Posted on:1998-10-24Degree:Ph.DType:Thesis
University:University of Missouri - ColumbiaCandidate:Puterbaugh, Mary NorrisFull Text:PDF
GTID:2463390014475831Subject:Ecology
Abstract/Summary:
By studying the effects of flower-visiting ants on three plant species, my research combines a species specific approach with a multiple species comparison to understand the role of ants in the alpine. I also address the importance of positive and negative flower visitors in maintaining plant breeding system variation. Using a simple model, I consider how quality, quantity, and consistency affect relationships between interacting species.;I studied three plant species which co-occur on Pennsylvania Mountain and for which ants represent at least 30% of the flower visitors. Ants of the species Formica neorufibarbis gelida pollinate Paronychia pulvinata, are herbivores of the plant species Eritrichum aretioides and appear to have little effect on seed production in the plant species Oreoxis alpina. Given that floral nectar and lipids are important resources for alpine ants, the effect of all three plant species on the ants is positive, and the interactions represent respectively, a mutualism, a predation, and a commensalism.

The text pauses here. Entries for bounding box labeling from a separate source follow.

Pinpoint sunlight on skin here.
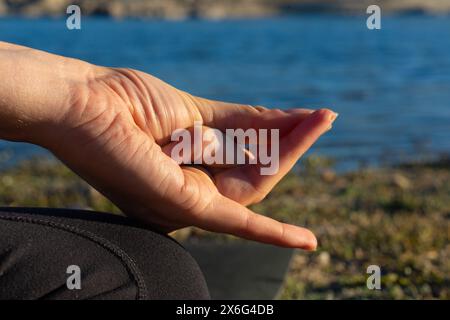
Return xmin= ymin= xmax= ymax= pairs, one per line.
xmin=0 ymin=42 xmax=337 ymax=250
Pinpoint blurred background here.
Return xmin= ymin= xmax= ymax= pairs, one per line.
xmin=0 ymin=0 xmax=450 ymax=299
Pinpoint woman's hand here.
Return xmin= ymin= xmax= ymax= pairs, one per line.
xmin=0 ymin=43 xmax=336 ymax=250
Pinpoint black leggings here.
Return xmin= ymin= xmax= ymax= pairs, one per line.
xmin=0 ymin=208 xmax=209 ymax=300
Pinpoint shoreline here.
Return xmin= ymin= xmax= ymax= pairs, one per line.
xmin=0 ymin=0 xmax=450 ymax=20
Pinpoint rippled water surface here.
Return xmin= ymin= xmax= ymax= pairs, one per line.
xmin=0 ymin=16 xmax=450 ymax=169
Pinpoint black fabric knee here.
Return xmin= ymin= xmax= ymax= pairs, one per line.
xmin=0 ymin=208 xmax=209 ymax=300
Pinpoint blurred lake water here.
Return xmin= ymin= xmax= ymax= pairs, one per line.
xmin=0 ymin=15 xmax=450 ymax=168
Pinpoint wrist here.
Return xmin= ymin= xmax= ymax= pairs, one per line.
xmin=0 ymin=42 xmax=91 ymax=147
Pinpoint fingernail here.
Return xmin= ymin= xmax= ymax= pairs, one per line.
xmin=330 ymin=112 xmax=339 ymax=122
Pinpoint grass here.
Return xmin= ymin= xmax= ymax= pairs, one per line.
xmin=0 ymin=157 xmax=450 ymax=299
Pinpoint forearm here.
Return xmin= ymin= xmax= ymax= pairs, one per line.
xmin=0 ymin=42 xmax=90 ymax=143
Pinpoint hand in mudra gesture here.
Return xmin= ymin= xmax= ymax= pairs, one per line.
xmin=0 ymin=43 xmax=336 ymax=250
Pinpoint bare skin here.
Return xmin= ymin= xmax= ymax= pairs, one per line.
xmin=0 ymin=42 xmax=337 ymax=250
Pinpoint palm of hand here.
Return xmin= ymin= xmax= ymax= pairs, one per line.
xmin=52 ymin=68 xmax=335 ymax=249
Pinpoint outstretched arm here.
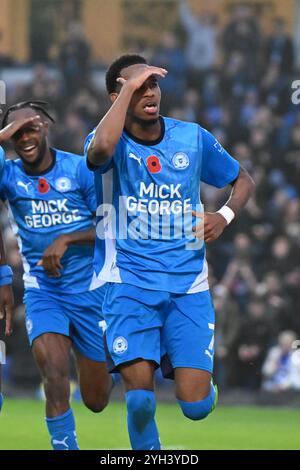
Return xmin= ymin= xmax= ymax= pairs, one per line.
xmin=87 ymin=64 xmax=167 ymax=166
xmin=193 ymin=166 xmax=254 ymax=243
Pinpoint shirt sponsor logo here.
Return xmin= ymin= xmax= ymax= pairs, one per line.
xmin=24 ymin=199 xmax=82 ymax=228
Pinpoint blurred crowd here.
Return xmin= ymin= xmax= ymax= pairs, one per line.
xmin=0 ymin=1 xmax=300 ymax=392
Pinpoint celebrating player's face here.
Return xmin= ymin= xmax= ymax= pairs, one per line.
xmin=9 ymin=109 xmax=48 ymax=166
xmin=121 ymin=64 xmax=161 ymax=122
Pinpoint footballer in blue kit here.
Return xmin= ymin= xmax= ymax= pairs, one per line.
xmin=0 ymin=101 xmax=112 ymax=450
xmin=0 ymin=229 xmax=14 ymax=411
xmin=85 ymin=55 xmax=253 ymax=449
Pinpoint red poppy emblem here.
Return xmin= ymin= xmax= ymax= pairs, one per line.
xmin=38 ymin=178 xmax=50 ymax=194
xmin=147 ymin=155 xmax=161 ymax=173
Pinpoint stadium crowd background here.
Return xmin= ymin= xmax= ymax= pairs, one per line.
xmin=0 ymin=2 xmax=300 ymax=398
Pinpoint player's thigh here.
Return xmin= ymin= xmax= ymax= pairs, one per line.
xmin=103 ymin=284 xmax=166 ymax=377
xmin=24 ymin=289 xmax=70 ymax=354
xmin=75 ymin=351 xmax=111 ymax=401
xmin=67 ymin=288 xmax=106 ymax=370
xmin=162 ymin=291 xmax=215 ymax=394
xmin=32 ymin=333 xmax=71 ymax=381
xmin=120 ymin=360 xmax=156 ymax=391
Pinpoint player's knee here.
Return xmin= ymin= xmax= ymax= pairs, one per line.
xmin=178 ymin=385 xmax=217 ymax=421
xmin=126 ymin=390 xmax=156 ymax=431
xmin=82 ymin=396 xmax=108 ymax=413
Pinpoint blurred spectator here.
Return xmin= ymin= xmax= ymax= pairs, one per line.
xmin=266 ymin=18 xmax=294 ymax=75
xmin=237 ymin=297 xmax=270 ymax=390
xmin=151 ymin=31 xmax=187 ymax=108
xmin=0 ymin=1 xmax=300 ymax=389
xmin=213 ymin=285 xmax=241 ymax=390
xmin=0 ymin=30 xmax=14 ymax=69
xmin=221 ymin=5 xmax=262 ymax=79
xmin=179 ymin=0 xmax=217 ymax=89
xmin=59 ymin=22 xmax=91 ymax=97
xmin=262 ymin=330 xmax=300 ymax=392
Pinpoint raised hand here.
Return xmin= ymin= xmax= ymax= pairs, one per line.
xmin=117 ymin=64 xmax=168 ymax=91
xmin=0 ymin=115 xmax=43 ymax=144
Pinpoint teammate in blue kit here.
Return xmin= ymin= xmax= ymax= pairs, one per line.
xmin=0 ymin=226 xmax=14 ymax=411
xmin=0 ymin=101 xmax=112 ymax=450
xmin=85 ymin=55 xmax=253 ymax=449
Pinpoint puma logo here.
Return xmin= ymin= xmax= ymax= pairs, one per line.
xmin=128 ymin=152 xmax=142 ymax=165
xmin=52 ymin=436 xmax=69 ymax=450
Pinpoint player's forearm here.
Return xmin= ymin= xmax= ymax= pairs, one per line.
xmin=88 ymin=84 xmax=134 ymax=165
xmin=61 ymin=227 xmax=96 ymax=246
xmin=226 ymin=166 xmax=254 ymax=215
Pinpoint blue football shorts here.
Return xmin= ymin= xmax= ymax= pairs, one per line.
xmin=103 ymin=283 xmax=215 ymax=378
xmin=24 ymin=284 xmax=106 ymax=362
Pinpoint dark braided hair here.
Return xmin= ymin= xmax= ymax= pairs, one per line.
xmin=1 ymin=100 xmax=55 ymax=129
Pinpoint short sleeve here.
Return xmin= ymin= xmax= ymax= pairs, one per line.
xmin=84 ymin=129 xmax=113 ymax=173
xmin=199 ymin=128 xmax=240 ymax=188
xmin=77 ymin=158 xmax=97 ymax=213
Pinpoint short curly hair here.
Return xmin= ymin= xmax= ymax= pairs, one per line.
xmin=105 ymin=54 xmax=147 ymax=94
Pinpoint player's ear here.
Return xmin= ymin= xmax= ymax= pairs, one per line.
xmin=109 ymin=93 xmax=119 ymax=103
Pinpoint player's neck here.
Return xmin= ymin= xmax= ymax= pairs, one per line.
xmin=125 ymin=118 xmax=162 ymax=142
xmin=23 ymin=148 xmax=55 ymax=176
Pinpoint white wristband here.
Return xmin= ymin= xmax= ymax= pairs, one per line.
xmin=217 ymin=206 xmax=235 ymax=225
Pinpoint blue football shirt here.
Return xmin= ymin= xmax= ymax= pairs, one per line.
xmin=85 ymin=118 xmax=240 ymax=293
xmin=0 ymin=149 xmax=103 ymax=293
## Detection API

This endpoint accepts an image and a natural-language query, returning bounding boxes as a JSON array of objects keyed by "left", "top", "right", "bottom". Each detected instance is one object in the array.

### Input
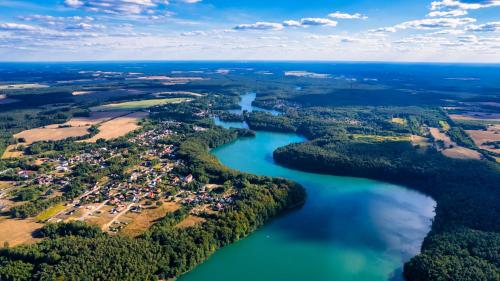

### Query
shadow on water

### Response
[{"left": 180, "top": 92, "right": 435, "bottom": 281}]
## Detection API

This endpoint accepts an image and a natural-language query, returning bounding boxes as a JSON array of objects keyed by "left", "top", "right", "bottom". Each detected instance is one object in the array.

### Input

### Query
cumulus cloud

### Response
[
  {"left": 465, "top": 21, "right": 500, "bottom": 32},
  {"left": 328, "top": 11, "right": 368, "bottom": 20},
  {"left": 428, "top": 10, "right": 468, "bottom": 17},
  {"left": 431, "top": 0, "right": 500, "bottom": 11},
  {"left": 0, "top": 23, "right": 38, "bottom": 31},
  {"left": 394, "top": 18, "right": 476, "bottom": 30},
  {"left": 181, "top": 30, "right": 207, "bottom": 36},
  {"left": 300, "top": 18, "right": 338, "bottom": 26},
  {"left": 234, "top": 18, "right": 338, "bottom": 30},
  {"left": 368, "top": 27, "right": 397, "bottom": 33},
  {"left": 234, "top": 21, "right": 283, "bottom": 30},
  {"left": 64, "top": 0, "right": 184, "bottom": 15}
]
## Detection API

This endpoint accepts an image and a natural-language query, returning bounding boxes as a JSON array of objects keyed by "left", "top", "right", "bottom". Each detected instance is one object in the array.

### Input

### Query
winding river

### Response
[{"left": 179, "top": 94, "right": 435, "bottom": 281}]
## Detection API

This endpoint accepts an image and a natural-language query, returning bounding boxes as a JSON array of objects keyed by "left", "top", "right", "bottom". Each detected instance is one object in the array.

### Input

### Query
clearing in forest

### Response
[
  {"left": 84, "top": 112, "right": 148, "bottom": 142},
  {"left": 14, "top": 125, "right": 90, "bottom": 144},
  {"left": 0, "top": 217, "right": 43, "bottom": 247},
  {"left": 429, "top": 128, "right": 482, "bottom": 160},
  {"left": 90, "top": 98, "right": 190, "bottom": 111},
  {"left": 176, "top": 215, "right": 205, "bottom": 228},
  {"left": 121, "top": 202, "right": 180, "bottom": 237},
  {"left": 466, "top": 125, "right": 500, "bottom": 154}
]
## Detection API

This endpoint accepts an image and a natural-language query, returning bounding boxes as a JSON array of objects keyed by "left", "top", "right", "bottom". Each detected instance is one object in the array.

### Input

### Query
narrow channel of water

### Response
[{"left": 180, "top": 93, "right": 435, "bottom": 281}]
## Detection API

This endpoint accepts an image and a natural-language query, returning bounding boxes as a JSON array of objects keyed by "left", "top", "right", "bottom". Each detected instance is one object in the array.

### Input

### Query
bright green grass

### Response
[
  {"left": 439, "top": 120, "right": 451, "bottom": 131},
  {"left": 36, "top": 204, "right": 66, "bottom": 221},
  {"left": 91, "top": 98, "right": 189, "bottom": 111},
  {"left": 352, "top": 134, "right": 411, "bottom": 142}
]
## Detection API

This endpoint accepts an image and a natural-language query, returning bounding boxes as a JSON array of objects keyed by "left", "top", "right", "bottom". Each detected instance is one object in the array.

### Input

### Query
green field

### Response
[
  {"left": 352, "top": 134, "right": 411, "bottom": 142},
  {"left": 91, "top": 98, "right": 190, "bottom": 111}
]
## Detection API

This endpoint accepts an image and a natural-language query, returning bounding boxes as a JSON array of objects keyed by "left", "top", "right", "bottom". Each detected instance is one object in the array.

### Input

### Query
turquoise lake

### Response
[{"left": 179, "top": 94, "right": 435, "bottom": 281}]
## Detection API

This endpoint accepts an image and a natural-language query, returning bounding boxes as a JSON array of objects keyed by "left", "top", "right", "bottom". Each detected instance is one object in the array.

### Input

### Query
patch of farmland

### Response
[
  {"left": 0, "top": 217, "right": 43, "bottom": 247},
  {"left": 0, "top": 83, "right": 49, "bottom": 90},
  {"left": 84, "top": 112, "right": 148, "bottom": 142},
  {"left": 466, "top": 125, "right": 500, "bottom": 154},
  {"left": 175, "top": 215, "right": 205, "bottom": 228},
  {"left": 91, "top": 98, "right": 190, "bottom": 111},
  {"left": 14, "top": 125, "right": 90, "bottom": 144},
  {"left": 121, "top": 202, "right": 180, "bottom": 237},
  {"left": 64, "top": 111, "right": 131, "bottom": 127},
  {"left": 429, "top": 128, "right": 482, "bottom": 160}
]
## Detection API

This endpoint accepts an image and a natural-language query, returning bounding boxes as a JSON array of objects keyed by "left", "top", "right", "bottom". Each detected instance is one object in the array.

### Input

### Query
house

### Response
[{"left": 184, "top": 174, "right": 193, "bottom": 183}]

Floral morphology, the frequency of ant visitation, and the ability of flowers to set seed without insect visitation are key factors determining whether such relationships are mutualistic or antagonistic.;Two of the plant species I have studied are gynodioecious with populations of female (male-sterile) individuals and hermaphroditic (male-fertile) individuals. Theory predicts that, to persist in a population, female individuals must compensate for an inability to acquire fitness through pollen by producing more or better quality seed than individuals of the hermaphroditic morph. The hypothesis that biotic interactions with another species might help explain the higher fecundity of male-sterile plants has been poorly studied. In both gynodioecious species that I have studied, exclusion of ants alters the ratio of average seed set by female plants to seed set by hermaphroditic plants in the direction supporting this hypothesis. This observation is exciting since in Eritrichum aretioides, ants are herbivores (reducing seed set of hermaphrodites more than females) and in Paronychia pulvinata, ants are pollinators (increasing seed set of females more than hermaphrodites). Thus, I have shown that ants are likely to help maintain the observed sex ratios of the two species by very different mechanisms.